Limitations and strengths of the study

Our results should be weighted cautiously considering the following limitations. First, the studies included in this review were restricted to English full-text publications found in three electronic databases. Second, the considerable level of heterogeneity was detected across studies in this review, which is relatively common among complex obesity interventions. Heterogeneity might be originated from the fidelity of the intervention and the population targeted among other factors. We have conducted sensitivity analyses to address this concern. Third, precisely evaluating the contents of some interventions is difficult and problematic due to inconsistent reporting. Future trials should be required to report interventions in accordance with TIDieR (template for intervention description and replication) [85] or other tools. Fourth, solely using BMI indices as outcome measures in this review is relatively narrow and insensitive, especially when studying PA interventions, as PA interventions might have an impact on BMI by affecting intermediate outcomes (increasing PA). We are planning to consider using behavioral outcomes in a future systematic review. Fifth, we only included RCTs in this review, which cannot address complex interplay of behaviors and real-world settings. However, RCTs are the best available approach to answer “can it work?”, as non-randomized trials might result in incomparable baseline data between the two groups, and uncontrolled trials can hardly eliminate the risk of self-selection bias. Sixth, due to the limited number of included studies as well as the limited sub-group data available for meta-analyses, we cannot investigate whether our findings of potentially effective intervention components were influenced by sex, weight status or socio-economic status of the study population. This is thus should be a potential focus for future trials, which provides a basis for the coming meta-analyses.

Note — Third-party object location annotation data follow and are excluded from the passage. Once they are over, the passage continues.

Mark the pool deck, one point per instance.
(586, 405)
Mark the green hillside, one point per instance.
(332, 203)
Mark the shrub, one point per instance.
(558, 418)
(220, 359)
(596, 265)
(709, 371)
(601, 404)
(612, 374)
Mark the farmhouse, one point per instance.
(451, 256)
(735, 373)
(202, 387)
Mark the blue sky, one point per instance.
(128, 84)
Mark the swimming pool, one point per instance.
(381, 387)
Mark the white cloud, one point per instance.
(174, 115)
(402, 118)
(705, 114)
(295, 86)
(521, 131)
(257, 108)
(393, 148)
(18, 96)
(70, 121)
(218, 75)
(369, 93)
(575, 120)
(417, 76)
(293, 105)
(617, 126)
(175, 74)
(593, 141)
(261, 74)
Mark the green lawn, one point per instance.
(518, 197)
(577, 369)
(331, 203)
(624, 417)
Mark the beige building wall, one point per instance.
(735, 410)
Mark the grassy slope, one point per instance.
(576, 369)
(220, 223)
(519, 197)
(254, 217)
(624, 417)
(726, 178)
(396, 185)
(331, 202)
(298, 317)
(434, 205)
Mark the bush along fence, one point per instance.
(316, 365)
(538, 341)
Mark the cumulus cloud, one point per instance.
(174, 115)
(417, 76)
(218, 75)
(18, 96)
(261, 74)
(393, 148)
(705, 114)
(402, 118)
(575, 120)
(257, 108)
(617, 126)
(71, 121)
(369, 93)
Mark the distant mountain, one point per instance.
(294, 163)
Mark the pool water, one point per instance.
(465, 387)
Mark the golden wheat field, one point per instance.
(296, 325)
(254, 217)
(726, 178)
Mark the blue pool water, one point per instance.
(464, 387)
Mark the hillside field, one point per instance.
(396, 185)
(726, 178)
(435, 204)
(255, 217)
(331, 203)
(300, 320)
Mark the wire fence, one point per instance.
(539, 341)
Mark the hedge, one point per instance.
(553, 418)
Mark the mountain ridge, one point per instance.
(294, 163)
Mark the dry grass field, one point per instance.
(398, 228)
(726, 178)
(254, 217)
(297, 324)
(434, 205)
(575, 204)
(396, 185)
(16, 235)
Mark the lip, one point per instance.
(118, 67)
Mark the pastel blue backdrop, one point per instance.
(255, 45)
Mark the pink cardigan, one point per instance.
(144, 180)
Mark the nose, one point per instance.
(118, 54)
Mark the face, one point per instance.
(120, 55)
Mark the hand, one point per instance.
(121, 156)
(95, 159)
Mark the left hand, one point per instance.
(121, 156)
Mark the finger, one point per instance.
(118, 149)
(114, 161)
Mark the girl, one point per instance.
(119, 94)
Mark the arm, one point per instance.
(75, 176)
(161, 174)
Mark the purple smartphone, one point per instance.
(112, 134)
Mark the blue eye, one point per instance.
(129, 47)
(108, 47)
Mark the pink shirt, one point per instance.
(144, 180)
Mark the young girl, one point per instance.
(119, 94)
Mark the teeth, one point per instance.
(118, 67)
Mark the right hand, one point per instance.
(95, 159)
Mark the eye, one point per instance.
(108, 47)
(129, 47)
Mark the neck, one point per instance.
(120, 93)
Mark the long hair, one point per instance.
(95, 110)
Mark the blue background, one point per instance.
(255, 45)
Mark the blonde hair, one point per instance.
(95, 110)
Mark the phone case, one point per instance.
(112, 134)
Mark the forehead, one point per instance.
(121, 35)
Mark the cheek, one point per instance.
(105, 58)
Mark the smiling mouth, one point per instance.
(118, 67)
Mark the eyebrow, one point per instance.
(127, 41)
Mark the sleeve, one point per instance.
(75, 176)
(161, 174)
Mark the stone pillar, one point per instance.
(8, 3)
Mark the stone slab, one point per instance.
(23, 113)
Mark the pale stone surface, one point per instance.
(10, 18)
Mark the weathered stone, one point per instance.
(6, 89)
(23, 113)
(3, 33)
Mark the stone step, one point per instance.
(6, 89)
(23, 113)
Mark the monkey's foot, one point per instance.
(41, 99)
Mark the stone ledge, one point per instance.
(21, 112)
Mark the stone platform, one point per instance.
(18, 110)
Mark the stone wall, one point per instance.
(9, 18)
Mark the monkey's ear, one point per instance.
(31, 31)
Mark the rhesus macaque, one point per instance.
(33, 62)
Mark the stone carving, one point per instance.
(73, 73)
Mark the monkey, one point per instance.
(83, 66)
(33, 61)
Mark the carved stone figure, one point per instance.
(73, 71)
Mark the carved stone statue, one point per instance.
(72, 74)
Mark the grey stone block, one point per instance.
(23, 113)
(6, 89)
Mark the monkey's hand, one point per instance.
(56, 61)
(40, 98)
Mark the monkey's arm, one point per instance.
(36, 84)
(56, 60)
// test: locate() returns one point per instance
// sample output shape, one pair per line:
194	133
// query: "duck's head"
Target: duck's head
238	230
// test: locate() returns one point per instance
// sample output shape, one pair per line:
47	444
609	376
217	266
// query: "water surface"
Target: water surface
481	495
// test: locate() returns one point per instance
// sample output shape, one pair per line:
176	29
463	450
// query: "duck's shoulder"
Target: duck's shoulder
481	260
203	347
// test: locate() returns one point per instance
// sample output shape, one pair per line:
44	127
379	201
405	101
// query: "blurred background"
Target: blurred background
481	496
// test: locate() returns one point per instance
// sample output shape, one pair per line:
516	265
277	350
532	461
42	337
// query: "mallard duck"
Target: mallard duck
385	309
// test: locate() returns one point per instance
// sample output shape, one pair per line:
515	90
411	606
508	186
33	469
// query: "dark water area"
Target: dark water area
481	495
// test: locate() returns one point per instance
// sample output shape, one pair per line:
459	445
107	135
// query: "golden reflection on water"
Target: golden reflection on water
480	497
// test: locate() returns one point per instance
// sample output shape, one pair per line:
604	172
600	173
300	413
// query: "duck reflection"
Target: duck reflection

Despite these limitations, our study, based on a systematical review of the best available evidence from RCTs, took a first step towards distinguishing characteristics of effective school-based obesity prevention interventions. The findings of this review enable a better understanding of the effectiveness of complex school-based obesity prevention interventions. Specifically, the findings of this review suggest that school-based interventions could have significant effects on reducing students’ BMI. The effects of single-component (PA) interventions can be improved when emphasizing students’ enjoyment in physical activity, or including curricular PA sessions.

Conclusions

Overall, school-based interventions are effective in reducing excessive weight gain of children. Findings of this review increase our understandings of potentially effective characteristics of interventions. Future high-quality studies should focus more on the interplay of intervention components, which could deepen our understandings of the complexity of obesity prevention interventions delivered in school settings.